September 14, 2021

 

Dear Parents,

Your child will be bringing home AMI (Alternative Methods of Instruction).  These are assignments for future snow days.  Please put these AMI assignments in a safe place at home in the event school is cancelled for bad weather. 

The reason we are doing this is because the State of Missouri has changed school requirements for snow make-up days.  We are now accountable for hours instead of days.  Missouri allows schools to use AMI days to review content and count that as an instructional day.  Because of the required hours, this is four days for Bakersfield. 

There are four (4) days’ worth of assignments in these packets.  Each day should be clearly labeled.  The student will complete one assignment for each AMI snow/weather day.  If your child brings the packets back completed, he/she will be counted as present.  If the assignment is not completed, your child will be counted absent for the snow day. 

We will announce it is an AMI day on the website, KY3, our app and push notifications such as all calls/mass text/emails.  If it says No School AMI Day #1, students should complete the Day #1 material in their packets and bring those back completed the next school day. 

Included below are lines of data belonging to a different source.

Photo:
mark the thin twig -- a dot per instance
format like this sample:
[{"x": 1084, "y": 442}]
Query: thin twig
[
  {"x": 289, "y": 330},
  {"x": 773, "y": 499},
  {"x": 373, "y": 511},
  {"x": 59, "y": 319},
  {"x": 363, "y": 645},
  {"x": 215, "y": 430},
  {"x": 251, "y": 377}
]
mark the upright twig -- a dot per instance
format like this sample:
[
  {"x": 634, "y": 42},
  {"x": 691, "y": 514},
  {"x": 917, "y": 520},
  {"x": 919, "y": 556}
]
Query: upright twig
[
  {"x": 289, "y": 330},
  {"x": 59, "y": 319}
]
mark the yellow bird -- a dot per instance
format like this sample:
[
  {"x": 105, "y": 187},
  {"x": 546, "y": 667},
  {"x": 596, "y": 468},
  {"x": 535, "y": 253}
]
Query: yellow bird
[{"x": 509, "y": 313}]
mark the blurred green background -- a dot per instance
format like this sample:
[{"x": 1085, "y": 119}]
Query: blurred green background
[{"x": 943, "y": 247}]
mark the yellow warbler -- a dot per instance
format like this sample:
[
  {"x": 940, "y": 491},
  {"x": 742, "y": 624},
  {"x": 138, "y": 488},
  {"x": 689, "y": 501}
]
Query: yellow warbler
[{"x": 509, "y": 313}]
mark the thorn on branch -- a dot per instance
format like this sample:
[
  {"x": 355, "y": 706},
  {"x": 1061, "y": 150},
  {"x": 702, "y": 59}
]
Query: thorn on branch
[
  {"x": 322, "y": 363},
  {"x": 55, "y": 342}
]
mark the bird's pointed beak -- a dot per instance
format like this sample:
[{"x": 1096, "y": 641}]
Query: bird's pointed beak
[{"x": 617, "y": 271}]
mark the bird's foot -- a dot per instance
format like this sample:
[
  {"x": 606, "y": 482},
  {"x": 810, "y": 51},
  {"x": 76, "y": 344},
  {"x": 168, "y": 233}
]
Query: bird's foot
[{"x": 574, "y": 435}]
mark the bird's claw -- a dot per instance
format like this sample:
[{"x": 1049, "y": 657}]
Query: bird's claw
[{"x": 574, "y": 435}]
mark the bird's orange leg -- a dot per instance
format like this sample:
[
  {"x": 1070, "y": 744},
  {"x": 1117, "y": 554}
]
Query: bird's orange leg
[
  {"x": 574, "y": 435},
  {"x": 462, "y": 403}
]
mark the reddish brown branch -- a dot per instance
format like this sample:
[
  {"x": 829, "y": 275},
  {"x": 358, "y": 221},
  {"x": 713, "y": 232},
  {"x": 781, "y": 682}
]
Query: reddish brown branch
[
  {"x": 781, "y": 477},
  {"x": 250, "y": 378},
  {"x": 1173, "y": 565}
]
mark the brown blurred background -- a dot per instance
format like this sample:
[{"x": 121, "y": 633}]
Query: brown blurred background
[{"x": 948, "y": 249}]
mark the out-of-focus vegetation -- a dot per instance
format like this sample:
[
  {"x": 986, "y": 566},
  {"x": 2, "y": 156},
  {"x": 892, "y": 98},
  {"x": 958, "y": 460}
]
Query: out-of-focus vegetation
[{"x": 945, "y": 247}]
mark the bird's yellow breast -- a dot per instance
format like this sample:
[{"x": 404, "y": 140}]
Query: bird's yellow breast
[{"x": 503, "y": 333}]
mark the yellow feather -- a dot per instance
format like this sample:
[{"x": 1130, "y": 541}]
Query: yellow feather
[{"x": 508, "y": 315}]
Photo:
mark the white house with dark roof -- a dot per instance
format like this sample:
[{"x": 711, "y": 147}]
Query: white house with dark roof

Last year, we had AMI packets for COVID days.  We are no longer doing packets for COVID school closures district-wide!  This packet, consisting of four separate assignments per subject, is simply to review on a day when we would not be able to have school due to weather.  These packets allow us to prepare for a review day instead of making the day up at the end of the year.  Four AMI days are the maximum planned for Bakersfield R-IV School District for this year.  If we use 4 AMI days, and THAT IS ALL, we will get out May 20 instead of May 27. 

We could need more snow days than four.  Four is all we are allowed by the State of Missouri to make up via AMI.  If we have a lot of weather days, we will only have assignments for four of those days.  Any remaining weather days will have to be made up per Missouri statute.